Our garden was just starting to have some green spots in early May. The Kansas wind tends to sweep away any mulch we lay, so it is bare dirt and plants in untilled soil.


I chose 3 sweet potatoes from our basement boxes of last year's harvest to start slips for this year. Sweet potatoes have consistently grown well for us in Kansas, whether they're from the grocery or of light heirloom variety. I have always bought the whole potato and set them in jars of water to make numerous plants (except for the year we moved here in May and our thoughtful landlord-ess had started those for us already.)


My first year to try Easter Egg radishes and they grew colorful and well! 
That is cut leaf lettuce in the basket.



The horseradish my mother transplanted last fall all the way from Ohio is growing large leaves. I'm hoping that means the roots beneath are large as well!? We don't really eat horseradish except for in a wellness tonic, so maybe this is a plant we can share instead of gobble up every last bit.

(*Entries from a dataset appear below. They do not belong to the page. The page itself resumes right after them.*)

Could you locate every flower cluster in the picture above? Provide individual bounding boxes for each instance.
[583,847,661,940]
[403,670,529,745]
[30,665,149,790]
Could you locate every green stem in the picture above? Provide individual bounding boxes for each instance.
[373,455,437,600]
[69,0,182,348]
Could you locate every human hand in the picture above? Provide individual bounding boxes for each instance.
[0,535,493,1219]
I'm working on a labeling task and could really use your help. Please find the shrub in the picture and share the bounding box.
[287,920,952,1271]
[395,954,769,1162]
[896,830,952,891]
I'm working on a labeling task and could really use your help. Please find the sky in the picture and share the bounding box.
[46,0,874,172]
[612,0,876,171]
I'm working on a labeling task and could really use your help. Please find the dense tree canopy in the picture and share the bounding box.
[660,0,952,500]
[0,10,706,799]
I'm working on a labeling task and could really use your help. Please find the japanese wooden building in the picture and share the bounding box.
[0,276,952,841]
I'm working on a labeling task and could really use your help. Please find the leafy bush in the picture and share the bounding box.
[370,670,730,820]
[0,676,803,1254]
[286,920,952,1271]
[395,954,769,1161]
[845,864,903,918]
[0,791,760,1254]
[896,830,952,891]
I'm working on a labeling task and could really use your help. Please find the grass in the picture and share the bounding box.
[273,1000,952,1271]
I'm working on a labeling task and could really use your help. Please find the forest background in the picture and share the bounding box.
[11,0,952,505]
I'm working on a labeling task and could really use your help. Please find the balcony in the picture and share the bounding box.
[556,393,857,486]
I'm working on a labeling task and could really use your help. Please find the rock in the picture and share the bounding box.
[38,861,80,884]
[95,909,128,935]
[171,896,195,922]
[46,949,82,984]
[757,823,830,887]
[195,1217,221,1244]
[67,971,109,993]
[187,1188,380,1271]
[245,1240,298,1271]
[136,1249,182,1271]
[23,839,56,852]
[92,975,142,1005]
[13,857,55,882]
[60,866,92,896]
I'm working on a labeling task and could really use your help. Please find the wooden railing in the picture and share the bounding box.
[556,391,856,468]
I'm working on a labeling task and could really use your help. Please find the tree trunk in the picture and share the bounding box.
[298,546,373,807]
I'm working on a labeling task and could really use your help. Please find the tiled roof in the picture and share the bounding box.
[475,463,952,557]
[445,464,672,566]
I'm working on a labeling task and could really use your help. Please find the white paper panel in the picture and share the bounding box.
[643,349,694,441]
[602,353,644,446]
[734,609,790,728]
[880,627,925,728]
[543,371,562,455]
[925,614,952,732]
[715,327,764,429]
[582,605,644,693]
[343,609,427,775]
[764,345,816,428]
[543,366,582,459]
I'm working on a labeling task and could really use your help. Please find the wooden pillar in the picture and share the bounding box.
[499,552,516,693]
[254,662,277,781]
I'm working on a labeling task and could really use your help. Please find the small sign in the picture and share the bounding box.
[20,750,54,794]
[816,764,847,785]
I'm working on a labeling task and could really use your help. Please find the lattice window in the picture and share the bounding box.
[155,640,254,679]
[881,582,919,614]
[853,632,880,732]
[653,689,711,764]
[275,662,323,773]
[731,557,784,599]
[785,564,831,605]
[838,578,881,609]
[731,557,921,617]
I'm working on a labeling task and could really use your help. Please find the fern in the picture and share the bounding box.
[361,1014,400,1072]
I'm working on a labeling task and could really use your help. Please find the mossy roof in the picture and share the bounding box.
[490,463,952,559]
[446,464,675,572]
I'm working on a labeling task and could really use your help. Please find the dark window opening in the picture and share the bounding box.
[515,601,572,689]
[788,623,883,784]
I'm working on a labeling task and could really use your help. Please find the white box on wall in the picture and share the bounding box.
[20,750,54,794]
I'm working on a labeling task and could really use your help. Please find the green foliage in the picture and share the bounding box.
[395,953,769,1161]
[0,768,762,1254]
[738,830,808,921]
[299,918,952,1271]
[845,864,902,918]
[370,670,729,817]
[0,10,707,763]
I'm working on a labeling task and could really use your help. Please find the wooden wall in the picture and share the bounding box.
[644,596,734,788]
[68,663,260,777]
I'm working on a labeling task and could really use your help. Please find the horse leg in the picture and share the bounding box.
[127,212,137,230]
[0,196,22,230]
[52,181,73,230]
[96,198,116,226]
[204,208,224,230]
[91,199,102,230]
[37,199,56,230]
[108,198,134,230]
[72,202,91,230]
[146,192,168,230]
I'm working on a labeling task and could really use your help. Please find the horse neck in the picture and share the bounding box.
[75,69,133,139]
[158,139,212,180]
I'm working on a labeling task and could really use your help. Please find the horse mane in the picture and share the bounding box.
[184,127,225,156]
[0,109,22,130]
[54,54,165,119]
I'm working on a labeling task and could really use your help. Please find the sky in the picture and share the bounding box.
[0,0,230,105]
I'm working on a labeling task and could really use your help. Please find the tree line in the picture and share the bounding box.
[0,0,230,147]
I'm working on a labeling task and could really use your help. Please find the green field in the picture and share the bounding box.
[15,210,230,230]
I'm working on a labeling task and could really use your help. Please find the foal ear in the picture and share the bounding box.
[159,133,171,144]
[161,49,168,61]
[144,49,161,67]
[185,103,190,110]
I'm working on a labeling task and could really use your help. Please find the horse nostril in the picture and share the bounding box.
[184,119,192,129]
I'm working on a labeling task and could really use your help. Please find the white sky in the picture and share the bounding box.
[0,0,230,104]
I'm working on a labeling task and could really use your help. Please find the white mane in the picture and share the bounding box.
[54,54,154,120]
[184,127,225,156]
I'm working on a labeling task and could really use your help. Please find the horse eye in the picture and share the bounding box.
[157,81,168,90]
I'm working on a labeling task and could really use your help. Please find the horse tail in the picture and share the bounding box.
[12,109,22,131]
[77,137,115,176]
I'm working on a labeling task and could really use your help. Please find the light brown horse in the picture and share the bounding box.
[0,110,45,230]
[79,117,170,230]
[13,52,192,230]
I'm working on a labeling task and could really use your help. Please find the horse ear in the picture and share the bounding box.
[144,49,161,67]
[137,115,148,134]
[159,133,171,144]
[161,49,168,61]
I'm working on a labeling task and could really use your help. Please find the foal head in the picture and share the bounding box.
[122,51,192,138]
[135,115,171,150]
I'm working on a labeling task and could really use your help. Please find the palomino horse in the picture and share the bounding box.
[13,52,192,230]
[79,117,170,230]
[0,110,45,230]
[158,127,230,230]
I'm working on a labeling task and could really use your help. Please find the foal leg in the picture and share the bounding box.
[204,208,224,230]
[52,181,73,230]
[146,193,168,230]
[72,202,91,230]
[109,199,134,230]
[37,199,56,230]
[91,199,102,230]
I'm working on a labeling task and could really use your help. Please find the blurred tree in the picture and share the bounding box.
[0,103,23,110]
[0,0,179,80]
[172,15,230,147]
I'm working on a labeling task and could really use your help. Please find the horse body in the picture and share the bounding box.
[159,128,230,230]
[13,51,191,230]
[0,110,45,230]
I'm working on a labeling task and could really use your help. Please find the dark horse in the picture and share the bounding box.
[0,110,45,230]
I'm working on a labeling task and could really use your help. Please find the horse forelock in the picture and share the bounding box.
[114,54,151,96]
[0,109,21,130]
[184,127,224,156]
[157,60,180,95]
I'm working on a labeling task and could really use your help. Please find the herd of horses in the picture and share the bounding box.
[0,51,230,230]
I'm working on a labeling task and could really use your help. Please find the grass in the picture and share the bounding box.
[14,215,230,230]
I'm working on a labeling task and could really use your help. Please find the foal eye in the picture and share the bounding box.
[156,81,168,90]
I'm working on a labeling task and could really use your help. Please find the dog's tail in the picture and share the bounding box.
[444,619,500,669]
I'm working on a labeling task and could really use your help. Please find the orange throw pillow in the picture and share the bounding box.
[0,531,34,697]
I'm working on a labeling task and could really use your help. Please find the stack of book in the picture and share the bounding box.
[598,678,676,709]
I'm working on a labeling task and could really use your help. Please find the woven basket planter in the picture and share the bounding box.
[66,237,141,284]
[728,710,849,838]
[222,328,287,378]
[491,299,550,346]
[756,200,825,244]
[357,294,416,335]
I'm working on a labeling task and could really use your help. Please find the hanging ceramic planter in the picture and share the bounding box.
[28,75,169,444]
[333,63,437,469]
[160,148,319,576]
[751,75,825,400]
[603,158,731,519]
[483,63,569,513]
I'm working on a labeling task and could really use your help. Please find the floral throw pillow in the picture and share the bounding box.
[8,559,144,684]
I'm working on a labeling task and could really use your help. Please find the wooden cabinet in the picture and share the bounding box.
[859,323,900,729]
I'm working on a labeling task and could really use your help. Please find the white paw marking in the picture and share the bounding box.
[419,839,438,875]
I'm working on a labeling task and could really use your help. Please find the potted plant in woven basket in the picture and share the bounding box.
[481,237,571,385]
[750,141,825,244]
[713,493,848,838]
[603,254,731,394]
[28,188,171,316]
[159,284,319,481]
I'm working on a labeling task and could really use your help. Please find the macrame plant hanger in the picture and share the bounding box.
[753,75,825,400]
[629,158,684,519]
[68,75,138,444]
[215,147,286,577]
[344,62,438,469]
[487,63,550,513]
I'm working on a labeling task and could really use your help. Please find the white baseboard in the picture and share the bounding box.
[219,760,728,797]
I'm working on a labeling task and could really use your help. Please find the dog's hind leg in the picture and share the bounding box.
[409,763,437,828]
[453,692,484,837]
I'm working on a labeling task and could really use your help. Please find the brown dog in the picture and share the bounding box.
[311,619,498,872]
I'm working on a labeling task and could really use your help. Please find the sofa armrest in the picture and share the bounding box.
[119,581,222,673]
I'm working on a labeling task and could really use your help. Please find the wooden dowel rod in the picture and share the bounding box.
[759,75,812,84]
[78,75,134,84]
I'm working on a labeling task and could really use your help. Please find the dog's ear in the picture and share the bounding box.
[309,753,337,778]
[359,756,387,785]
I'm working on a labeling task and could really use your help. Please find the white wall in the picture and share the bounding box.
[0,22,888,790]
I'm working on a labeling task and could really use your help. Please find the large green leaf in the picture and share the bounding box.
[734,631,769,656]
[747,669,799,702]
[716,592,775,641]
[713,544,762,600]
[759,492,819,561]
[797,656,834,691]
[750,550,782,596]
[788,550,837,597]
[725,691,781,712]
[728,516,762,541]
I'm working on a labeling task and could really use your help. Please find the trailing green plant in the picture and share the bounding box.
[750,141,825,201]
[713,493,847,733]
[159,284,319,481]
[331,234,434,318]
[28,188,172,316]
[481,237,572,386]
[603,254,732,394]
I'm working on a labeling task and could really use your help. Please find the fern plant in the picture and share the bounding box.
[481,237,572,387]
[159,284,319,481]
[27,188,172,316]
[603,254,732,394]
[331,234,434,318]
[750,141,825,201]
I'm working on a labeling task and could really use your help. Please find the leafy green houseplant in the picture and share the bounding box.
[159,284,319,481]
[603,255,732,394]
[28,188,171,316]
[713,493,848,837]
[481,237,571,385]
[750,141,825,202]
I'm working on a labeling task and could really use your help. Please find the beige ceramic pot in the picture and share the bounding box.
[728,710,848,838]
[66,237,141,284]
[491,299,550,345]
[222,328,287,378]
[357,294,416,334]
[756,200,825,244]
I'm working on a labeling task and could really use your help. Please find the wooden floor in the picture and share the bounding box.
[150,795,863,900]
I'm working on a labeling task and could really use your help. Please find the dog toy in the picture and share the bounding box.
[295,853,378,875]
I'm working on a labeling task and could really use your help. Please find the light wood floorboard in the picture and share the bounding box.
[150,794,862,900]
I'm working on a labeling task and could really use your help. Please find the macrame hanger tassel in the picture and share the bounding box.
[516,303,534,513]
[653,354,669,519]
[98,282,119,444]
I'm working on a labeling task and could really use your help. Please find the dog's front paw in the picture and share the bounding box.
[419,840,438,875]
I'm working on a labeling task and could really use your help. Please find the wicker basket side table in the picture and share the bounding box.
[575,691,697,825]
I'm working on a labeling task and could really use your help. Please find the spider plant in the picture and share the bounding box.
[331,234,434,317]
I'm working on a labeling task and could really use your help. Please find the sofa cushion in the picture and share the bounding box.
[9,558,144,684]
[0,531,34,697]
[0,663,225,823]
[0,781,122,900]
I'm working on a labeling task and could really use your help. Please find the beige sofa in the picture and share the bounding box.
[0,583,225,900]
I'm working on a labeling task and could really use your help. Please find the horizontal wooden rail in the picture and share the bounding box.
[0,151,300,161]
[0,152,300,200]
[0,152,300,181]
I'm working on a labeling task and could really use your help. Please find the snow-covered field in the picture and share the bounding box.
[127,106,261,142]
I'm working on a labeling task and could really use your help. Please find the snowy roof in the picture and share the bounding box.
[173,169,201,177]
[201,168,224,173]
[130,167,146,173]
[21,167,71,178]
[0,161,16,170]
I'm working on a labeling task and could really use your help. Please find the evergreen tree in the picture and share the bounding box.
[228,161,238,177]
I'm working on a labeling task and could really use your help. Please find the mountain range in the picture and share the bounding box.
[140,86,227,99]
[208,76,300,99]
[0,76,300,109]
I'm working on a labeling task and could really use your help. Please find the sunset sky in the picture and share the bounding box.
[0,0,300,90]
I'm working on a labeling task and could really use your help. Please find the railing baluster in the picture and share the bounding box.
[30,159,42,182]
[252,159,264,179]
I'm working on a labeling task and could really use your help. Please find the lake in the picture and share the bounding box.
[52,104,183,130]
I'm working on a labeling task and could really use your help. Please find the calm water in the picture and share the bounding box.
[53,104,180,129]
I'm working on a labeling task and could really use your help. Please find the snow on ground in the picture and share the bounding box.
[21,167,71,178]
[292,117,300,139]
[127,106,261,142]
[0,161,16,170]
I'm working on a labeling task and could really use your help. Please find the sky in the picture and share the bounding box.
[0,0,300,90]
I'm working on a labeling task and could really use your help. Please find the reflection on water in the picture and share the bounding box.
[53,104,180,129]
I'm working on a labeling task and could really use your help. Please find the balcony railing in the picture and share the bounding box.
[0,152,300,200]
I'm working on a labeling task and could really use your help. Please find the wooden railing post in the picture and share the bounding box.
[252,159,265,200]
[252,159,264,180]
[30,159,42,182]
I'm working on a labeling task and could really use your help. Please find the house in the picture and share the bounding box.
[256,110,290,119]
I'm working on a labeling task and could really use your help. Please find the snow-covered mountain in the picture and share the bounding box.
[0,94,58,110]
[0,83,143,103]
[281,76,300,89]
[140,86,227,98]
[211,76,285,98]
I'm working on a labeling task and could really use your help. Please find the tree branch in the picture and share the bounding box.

Sugar snap peas are climbing the gate. Caroline wanted to grow these a couple years ago in her little garden. We are still using up seed from that bulk purchase. The children like to eat them raw, but they don't seem to produce very much before the weather gets hot and they yellow and die.

The pineapple mint is bushing out tremendously. We got a small clump of spearmint from old neighbors this spring and mixing these two mints makes a mellow sun tea!




Green bean plants are filling out. 

Peas beginning to bloom.

We ate most of the strawberries right after picking them, but a few made it to the freezer. 
The little girls enjoyed discovering those as much as eating them.


Some of the thornless blackberries we transplanted last year are blooming. I hope we can harvest a nice amount.



At the end of May, mulberry picking commenced. I think we picked for 3-4 weeks, making jam, crumble bars, and cobblers as we filled quart bags for the freezer.


Reaping the rewards of our efforts is a sweet experience!


May Garden Yield: 16 pounds of cilantro, swiss chard, 
radishes, strawberries, spinach, lettuce, turnips, and greens. 
Not counting the handfuls of mint we cut and immediately stuffed in glass jars to steep in the warm brewing sunshine!